Monday, July 30, 2007

Just Saying "No"

Sarah, a fellow twin mom who has her own blog and writes for Strollerderby too, had an interesting post regarding parents who never say no to their kids.

I like Sarah’s writing, she is funny, and smart, and she expresses the joys and crappy parts of raising twins in a way that always connects with me.I posted a comment but rather than go on and on, as I tend to do, I brought it back here.

I am not a very new-agey kind of parent. I use time-outs and I don’t spank but other than that I am rather old school. No means no, Mommy and Daddy are the bosses, and sometimes life is not fair and sometimes we don’t always get our way.

Tom and I are very protective parents. We spend a lot of time keeping our kids out of danger because that, and loving them, is our job. We do not spend alot of time trying to make them happy or trying to make things easy for them. Our kids are very happy, but their being happy comes from them feeling safe and loved and nurtured, as well as from them learning to conquer new challenges and negotiate the slippery slope of toddler social skills.

Right now new things include learning to share, dealing nicely with other kids who don’t share, not falling down the back steps, not running in the street and not hitting someone in the head because he got the coveted blue ball first.
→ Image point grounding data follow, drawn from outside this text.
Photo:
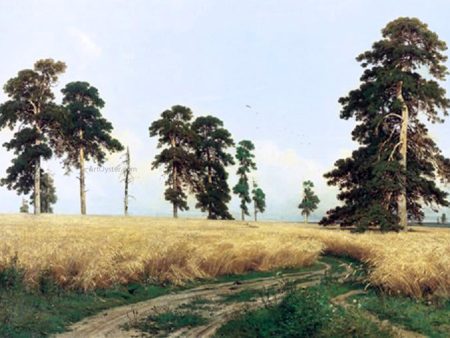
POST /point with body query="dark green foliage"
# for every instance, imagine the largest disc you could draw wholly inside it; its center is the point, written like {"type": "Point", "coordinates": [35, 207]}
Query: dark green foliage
{"type": "Point", "coordinates": [259, 200]}
{"type": "Point", "coordinates": [373, 178]}
{"type": "Point", "coordinates": [211, 143]}
{"type": "Point", "coordinates": [175, 137]}
{"type": "Point", "coordinates": [30, 105]}
{"type": "Point", "coordinates": [85, 133]}
{"type": "Point", "coordinates": [310, 200]}
{"type": "Point", "coordinates": [83, 126]}
{"type": "Point", "coordinates": [244, 157]}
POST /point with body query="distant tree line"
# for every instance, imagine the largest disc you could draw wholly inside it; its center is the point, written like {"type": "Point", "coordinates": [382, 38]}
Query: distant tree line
{"type": "Point", "coordinates": [384, 184]}
{"type": "Point", "coordinates": [195, 156]}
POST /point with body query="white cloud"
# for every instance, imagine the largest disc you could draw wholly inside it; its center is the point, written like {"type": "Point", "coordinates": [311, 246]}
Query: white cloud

Yes, it would be easier to just buy more blue balls, and to just carry the boys down the back steps, and to avoid playing with kids who wont or don’t share, but when would they learn how to deal with all of that if not now, when it naturally arises in their little lives?

I want to protect my kids from things that are dangerous - like drugs and violence and pedophiles and Bratz dolls - but not shield them from the learning experiences that will make them a stronger person.

Earlier this year my sister’s youngest boy, age 7, got a really tough old crone for his first grade teacher. My sister had heard that this woman is nearing retirement and is notoriously tougher on boys than girls. My nephew is all boy and a typical youngest child; very witty and precocious and a ham for attention. His previous teachers adored him and he was used to being the successful star. His first few weeks with this woman were tough. She wasn’t impressed and he spent a lot of time in the “Quiet Chair” and getting his name on the board for talking, He wanted to switch classes, and feeling for the little guy, I might have agreed. But my mother wisely said that he is lucky to have the opportunity now, at this young age, to learn how to deal with someone who doesn’t fall all over him with applause and joy. He stuck it out and is doing very well this year, still popular and a good student, but saving the goofing off for recess.

Lesson learned.

Some parents don’t ever want to say no to their child, and don’t ever want to expose their kids to things that are negative, difficult or scary. For some parents, this includes things as innocuous as report cards; afraid it will diminish their self-esteem and make them feel dumber than the other kids in their class in school if they get a lower grade. I hated report cards in school, HATED them, but I worked to improve my grades because of them.

As an adult, I hate performance reviews, giving them and getting them, but knowing they are coming up makes me pull out my goals and objectives list and see where I am missing the mark and need to focus.

Hey, I hate the scale, but avoiding it isn’t making me thin.